Entrevista:O Estado inteligente

segunda-feira, março 21, 2005

O Globo: Arrombaram a porta para salvar Marta Suplicy-JOSÉ GOMES GRACIOSA

A Medida Provisória 237, que cria exceções na Lei de Responsabilidade Fiscal e beneficia a ex-prefeita Marta Suplicy, lembra a Lei Terezoca. Foi assim que ficou conhecido um decreto-lei de 1942, do então ditador Getúlio Vargas, baixado a pedido de Assis Chateaubriand. Um dos maiores empresários de comunicação do país na época, Chatô conseguiu que a lei fosse modificada para ficar com a guarda de sua filha Tereza, que ele praticamente seqüestrara da mãe, a atriz argentina Cora Acuña. A paródia é inevitável em face da recente medida do governo federal, que poderia ficar conhecida também como Lei Martoca.

Metáforas e ironias à parte, a gravidade da medida caracteriza-se sobretudo pelo seu sentido de exceção, típico de uma ditadura, expediente muito comum naquele Estado Novo e nos tristes anos de chumbo do regime militar. Paradoxo evidente num governo que se apresenta como democrático, escândalo a exigir reação firme dos deputados e senadores comprometidos com o desenvolvimento e modernização da administração pública — vale dizer— com o zelo pela aplicação dos recursos do contribuinte e a defesa da cidadania.

Num momento em que municípios, grandes e pequenos, dos quatro cantos do país fazem esforço hercúleo para assumir e desenvolver uma nova cultura administrativa e orçamentária; num momento em que os tribunais de contas promovem estudos, seminários e implementam mecanismos para o aprimoramento da fiscalização, convergindo com diversos segmentos para consolidar uma nova postura de responsabilidade para a administração da coisa pública — a MP 237 vem para dizer que tudo pode, como também pode não valer, que tudo é, como também pode não ser.

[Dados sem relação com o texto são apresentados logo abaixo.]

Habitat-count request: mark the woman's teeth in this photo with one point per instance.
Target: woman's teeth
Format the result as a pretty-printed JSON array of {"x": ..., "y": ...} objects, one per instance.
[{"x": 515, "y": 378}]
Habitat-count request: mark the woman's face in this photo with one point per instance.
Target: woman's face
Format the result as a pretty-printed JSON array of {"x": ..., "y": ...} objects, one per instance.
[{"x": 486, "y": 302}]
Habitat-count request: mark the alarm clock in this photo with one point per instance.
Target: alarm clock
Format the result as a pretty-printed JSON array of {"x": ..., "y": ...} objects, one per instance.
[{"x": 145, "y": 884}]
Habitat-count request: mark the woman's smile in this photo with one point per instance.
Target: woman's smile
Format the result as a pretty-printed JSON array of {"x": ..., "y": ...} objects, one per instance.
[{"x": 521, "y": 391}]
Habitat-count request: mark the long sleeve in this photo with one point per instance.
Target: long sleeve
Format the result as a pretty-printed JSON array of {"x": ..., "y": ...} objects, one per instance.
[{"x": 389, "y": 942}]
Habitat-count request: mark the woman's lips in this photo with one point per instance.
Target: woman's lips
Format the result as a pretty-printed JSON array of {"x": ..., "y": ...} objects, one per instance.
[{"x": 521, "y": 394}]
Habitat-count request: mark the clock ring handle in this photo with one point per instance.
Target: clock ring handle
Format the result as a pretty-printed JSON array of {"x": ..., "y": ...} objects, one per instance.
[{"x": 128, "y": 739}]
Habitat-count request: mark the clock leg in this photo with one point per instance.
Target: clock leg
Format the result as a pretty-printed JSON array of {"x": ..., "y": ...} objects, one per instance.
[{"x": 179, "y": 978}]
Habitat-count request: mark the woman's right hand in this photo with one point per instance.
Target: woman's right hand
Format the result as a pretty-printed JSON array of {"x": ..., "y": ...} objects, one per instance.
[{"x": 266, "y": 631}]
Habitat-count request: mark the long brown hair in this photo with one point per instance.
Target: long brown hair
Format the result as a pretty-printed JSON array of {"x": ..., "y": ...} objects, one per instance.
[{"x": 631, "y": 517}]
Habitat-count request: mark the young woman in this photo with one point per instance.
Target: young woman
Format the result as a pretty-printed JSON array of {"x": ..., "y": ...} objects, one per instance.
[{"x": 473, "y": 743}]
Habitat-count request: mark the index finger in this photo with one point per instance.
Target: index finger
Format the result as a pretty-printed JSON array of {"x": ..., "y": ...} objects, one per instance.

E isso num contexto no qual diversos prefeitos já foram punidos pela LRF, cujos municípios ficaram impedidos de renegociar suas dívidas, uma das sanções (artigo 35) da lei criada em 2000. Como ficam esses municípios que não tiveram força e influência, como a da ex-prefeita de São Paulo? Como fica o município fluminense de Varre-Sai, só para citar um exemplo de cidade pequena que, não por isso, procura, com grandeza e humildade, se adaptar à lei, de uma forma ou de outra?

A brecha aberta pela MP 237 é, na verdade, o arrombamento da porta da coerência, violência inequívoca contra os que já sofreram sanções, violência contra toda a sociedade. Exceção que vira regra, regra que vira exceção, ninguém merece essa desmoralização da lei e da expectativa de um futuro melhor promovida pelo casuísmo de um governo que nunca anunciou em campanha que adotaria medidas típicas de um Estado Novo ou do regime militar. Ninguém merece retrocessos com surpresas do tipo de uma Lei Martoca.
JOSÉ GOMES GRACIOSA é presidente do Tribunal de Contas do Estado do Rio de Janeiro.